Quella volta la massima serie, adesso l’Europa: doppia dunque è la gioia per uno come me che è nato, quando ancora la guerra non c’era, a poche centinaia di metri dallo stadio Sinigaglia. Difficile e inutile, pretestuoso, fare un confronto fra i due entusiasmi, le due gioie. Quella volta, così ormai lontana, ero un bambino di undici anni e le realtà diverse. Temperati erano gli umori della gente, l’atteggiamento dell’immenso schieramento di tifosi. Discreti e ancora deboli erano i veicoli a disposizione per trasmettere, godere assieme al prossimo dei successi della nostra squadra. Non c’era ancora la televisione, i giornali concedevano poco spazio allo sport, anche se La Provincia annunciò la prima partita del Como in serie A con titoli a caratteri cubitali. Adesso l’entusiasmo viaggia forte sui social, sui giornali, nei servizi televisivi. E quindi irrompe salendo alle stelle e conquistando slogan come quello bellissimo “la storia siamo noi”. Un tempo invece l’elettricità era solo di poche candele, comunque già assai colorata. Per condividere gioie e entusiasmi, fare apprezzamenti, lodi e qualche critica.

Immancabili erano anche in quei tempi, le calorose e urlanti adunanze nei bar e nei piccoli e grandi saloni delle barberie. “El barbée” anche per attirare clienti si vantava di essere un grande esperto di calcio e quindi, le discussioni, durante l’attesa del rasoio erano sempre molto intense. I miei sono i ricordi labili, molto sfumati di un bambino di qui tempi sicuramente assai belli. Posso però trasmettere le mie emozioni grazie ai racconti che spesso faceva il papà, grande appassionato del calcio. Grazie al babbo fui presente al Sinigaglia quella prima volta che il Como esordì in serie A. Era l’11 settembre 1949. Como-Palermo. Vinsero i lariani per uno a zero. Segnò Stua che da quel momento divenne il mio idolo. Il giovanissimo portiere Cardani parò un rigore tirato da Vycpalec, il rosanero dal nome impossibile che divenne idolo dei raccoglitori di figurine. Era il Como di Maronati, Ghiandi, Lipizer, Rabitti, allenatore Varglien.

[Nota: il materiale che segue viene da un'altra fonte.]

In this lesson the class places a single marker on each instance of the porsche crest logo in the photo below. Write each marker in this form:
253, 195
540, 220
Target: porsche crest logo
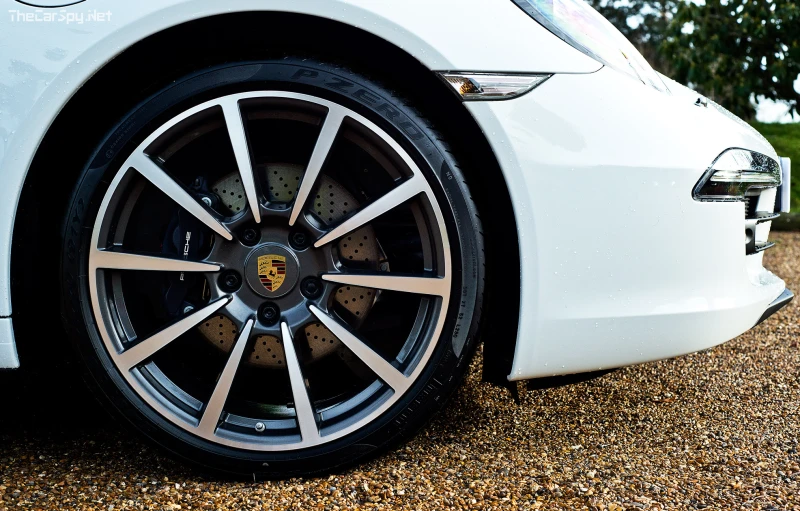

Una domenica di novembre di quello stesso anno ero ancora al Sinigaglia quando a Como giunse il nuovo Torino, la squadra allestita dopo la tragedia di Superga. Fu un’ovazione allorché i granata entrarono in campo, tutti gli spettatori in piedi ad applaudire. Nel Torino c’era Carapellese, la mitica ala sinistra della nazionale. Un paio di anni dopo in un Como-Milan assistemmo a un cruento scontro tra Nordhal, il goleador rossonero, e Quadri centromediano di Como, comasco di San Bartolomeo detto “Patunza”.

Quella “prime volte”, non c’erano i social, non c’era la Tv, ma c’erano i tram e i filobus stracolmi e con corse raddoppiate che scendevano da Erba, da Cantù, da Olgiate Comasco. Lo stesso avveniva per i battelli che arrivavano dai paesi rivieraschi. Spettatori giungevano al Sinigaglia anche dalla Svizzera.

L’attuale “gasatura” per il Como in Europa è però venata da qualche pur leggero refolo di tristezza. Penso infatti a tutti quegli amici, quei personaggi che tanto hanno amato il loro grande Como e che purtroppo se ne sono andati prima di questo grande exploit. Chissà quanta gioia avrebbero provato tifando ancora per il Como in Europa. Penso ai vecchi colleghi Ciro Pinto, Davide Castelli, ai loro scontri verbali, ambedue tifosi del Como, ma in maniera diversa. Tremavano i vetri della vecchia redazione di viale Varese, quando, diciamo così, “dialogavano animatamente” Adolfo Cardascia, capo dello sport, era in mezzo un po’ moderatore e al tempo stesso aizzatore. Il direttore De Simoni, assisteva sorridente, fermo sull’uscio del suo ufficio.